マジメな人はうつになりやすいと言いますが、仕事がすべてと思っている仕事人間な人ほど、週末うつになりやすいです。

仕事を円滑に進めることを気にしすぎてしまうと、「有給休暇をとらない」「イエスマンになってしまい、結果的に大量の仕事を抱えて残業が増える」・・・という、循環に陥ります。

ここで必要なのは サボる勇気 です。 仕事も家族サービスも、適度にサボらないと結果的に心と身体が疲労し、破綻します。

常に全力で駆け抜ける必要はありません。 疲れたときはサボっても良いくらいの、心の余裕を持ちましょう。

実務に関連した趣味で、趣味を始める敷居を下げる

私は最近「競技プログラミング(競プロ)」を始めたので、週末は競プロの過去問を解いてます。 普段はWEBエンジニアをやっているので、競技プログラミングでよく使われるC++を書くことは少ないです。

競プロは普段の開発とは違いますが、少なからず普段の開発で得たテクニックが使えます。 実際にやってみて思ったのですが、 仕事で得たテクニックを活かせる趣味の場合、普通の趣味と比べて始めるための敷居が格段に下がります。

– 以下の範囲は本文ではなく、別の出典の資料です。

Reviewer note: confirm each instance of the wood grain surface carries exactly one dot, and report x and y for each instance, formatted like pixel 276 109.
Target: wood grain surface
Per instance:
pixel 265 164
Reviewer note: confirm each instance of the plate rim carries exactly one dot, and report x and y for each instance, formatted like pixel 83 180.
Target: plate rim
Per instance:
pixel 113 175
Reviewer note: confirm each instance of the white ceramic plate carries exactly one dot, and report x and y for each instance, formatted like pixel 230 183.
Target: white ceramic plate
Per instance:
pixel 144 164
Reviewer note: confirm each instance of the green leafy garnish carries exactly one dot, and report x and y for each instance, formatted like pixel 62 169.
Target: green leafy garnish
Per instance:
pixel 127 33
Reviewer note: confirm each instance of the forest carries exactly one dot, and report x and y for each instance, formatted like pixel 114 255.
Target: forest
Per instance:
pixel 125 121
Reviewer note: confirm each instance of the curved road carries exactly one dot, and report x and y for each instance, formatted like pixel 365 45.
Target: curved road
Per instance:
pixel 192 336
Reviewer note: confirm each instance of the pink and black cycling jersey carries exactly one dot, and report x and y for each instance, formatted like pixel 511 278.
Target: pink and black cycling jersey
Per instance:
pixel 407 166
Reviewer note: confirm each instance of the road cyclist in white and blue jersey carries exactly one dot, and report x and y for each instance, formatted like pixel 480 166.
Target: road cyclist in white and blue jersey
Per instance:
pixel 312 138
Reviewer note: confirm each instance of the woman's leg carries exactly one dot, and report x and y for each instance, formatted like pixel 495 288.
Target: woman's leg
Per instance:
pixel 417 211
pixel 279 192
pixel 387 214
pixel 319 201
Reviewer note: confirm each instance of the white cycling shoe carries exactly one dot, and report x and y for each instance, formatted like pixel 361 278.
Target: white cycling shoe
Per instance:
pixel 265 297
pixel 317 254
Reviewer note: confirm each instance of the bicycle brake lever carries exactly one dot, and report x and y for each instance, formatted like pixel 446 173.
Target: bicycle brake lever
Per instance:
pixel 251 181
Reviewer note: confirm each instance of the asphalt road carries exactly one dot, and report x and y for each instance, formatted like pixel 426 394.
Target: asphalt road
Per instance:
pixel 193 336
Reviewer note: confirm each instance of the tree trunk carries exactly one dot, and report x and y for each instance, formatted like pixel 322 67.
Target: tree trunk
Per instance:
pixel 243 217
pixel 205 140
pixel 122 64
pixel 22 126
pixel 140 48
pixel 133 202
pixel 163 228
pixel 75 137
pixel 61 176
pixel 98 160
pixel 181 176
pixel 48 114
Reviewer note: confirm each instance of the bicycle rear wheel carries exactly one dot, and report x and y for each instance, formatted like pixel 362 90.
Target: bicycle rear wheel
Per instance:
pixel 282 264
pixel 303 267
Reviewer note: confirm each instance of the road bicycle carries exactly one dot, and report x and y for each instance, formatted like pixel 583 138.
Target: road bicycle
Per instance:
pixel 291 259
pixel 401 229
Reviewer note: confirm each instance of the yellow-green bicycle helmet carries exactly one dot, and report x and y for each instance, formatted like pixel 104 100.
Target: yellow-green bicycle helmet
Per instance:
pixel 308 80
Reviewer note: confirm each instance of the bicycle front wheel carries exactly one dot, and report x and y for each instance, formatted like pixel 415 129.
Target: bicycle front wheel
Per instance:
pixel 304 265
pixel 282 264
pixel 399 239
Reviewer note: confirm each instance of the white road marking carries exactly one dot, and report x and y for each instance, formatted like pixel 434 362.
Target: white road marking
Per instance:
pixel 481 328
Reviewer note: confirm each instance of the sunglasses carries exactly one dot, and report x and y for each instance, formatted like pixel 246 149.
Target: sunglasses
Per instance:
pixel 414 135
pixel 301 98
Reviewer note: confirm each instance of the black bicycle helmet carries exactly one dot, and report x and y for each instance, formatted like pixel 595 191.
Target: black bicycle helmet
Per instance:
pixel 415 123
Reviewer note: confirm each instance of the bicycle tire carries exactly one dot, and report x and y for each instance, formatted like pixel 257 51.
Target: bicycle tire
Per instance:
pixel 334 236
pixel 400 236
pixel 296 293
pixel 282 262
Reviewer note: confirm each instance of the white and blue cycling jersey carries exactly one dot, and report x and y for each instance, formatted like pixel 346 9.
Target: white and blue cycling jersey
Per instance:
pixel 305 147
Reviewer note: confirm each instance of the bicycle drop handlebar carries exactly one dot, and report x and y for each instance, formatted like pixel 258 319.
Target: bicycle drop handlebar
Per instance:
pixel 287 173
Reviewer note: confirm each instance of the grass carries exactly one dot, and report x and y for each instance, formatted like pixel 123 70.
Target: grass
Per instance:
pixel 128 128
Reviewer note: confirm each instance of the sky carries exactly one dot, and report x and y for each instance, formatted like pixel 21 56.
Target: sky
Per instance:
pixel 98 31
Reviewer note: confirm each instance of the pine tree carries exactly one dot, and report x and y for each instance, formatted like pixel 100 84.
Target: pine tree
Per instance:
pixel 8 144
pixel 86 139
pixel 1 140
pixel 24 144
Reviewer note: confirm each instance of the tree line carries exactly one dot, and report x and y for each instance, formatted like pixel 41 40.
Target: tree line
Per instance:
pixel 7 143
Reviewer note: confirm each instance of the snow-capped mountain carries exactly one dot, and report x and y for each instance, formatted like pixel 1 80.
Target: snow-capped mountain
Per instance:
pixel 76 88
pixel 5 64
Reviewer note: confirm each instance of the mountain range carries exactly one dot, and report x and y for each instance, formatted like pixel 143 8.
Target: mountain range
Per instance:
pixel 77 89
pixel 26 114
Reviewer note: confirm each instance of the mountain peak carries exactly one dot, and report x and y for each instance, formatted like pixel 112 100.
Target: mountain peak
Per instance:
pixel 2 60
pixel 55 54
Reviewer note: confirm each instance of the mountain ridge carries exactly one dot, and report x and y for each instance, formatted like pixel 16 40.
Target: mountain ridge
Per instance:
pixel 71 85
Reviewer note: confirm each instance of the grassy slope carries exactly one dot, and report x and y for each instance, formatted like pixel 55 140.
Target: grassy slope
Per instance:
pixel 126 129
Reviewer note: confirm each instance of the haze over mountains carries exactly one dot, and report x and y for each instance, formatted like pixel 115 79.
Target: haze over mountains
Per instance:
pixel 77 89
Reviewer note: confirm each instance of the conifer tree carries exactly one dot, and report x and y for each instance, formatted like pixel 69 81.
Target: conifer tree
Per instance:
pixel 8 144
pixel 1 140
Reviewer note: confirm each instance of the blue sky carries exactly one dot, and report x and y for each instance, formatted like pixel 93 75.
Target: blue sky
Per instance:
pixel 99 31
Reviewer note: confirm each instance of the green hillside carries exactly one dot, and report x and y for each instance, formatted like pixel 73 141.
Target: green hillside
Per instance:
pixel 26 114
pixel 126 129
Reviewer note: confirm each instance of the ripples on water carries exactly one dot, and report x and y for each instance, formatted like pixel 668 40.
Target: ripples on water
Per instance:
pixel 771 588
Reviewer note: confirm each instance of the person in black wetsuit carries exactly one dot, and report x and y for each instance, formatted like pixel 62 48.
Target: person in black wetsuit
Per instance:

週末にやりたいことがないのであれば、まずは業務で得たテクニックが活かせる趣味から、検討してみてはいかがでしょうか?

さいごに

本書には、次の一節があります。

「欧米人は人生のために休日を使い、日本人は仕事のために休日を使う」

せっかちな日本人にはありがちですが、一方で日本には湯治という文化もあります。 休みのすごし方は、心と身体のリラックスに大きな影響を与えます。

近場にカジュアル旅行をしてみるでも良いですし、本屋や映画館に行ってみるでも構いません。 普段の休日の過ごし方を、見つめ直してみてはいかがでしょうか?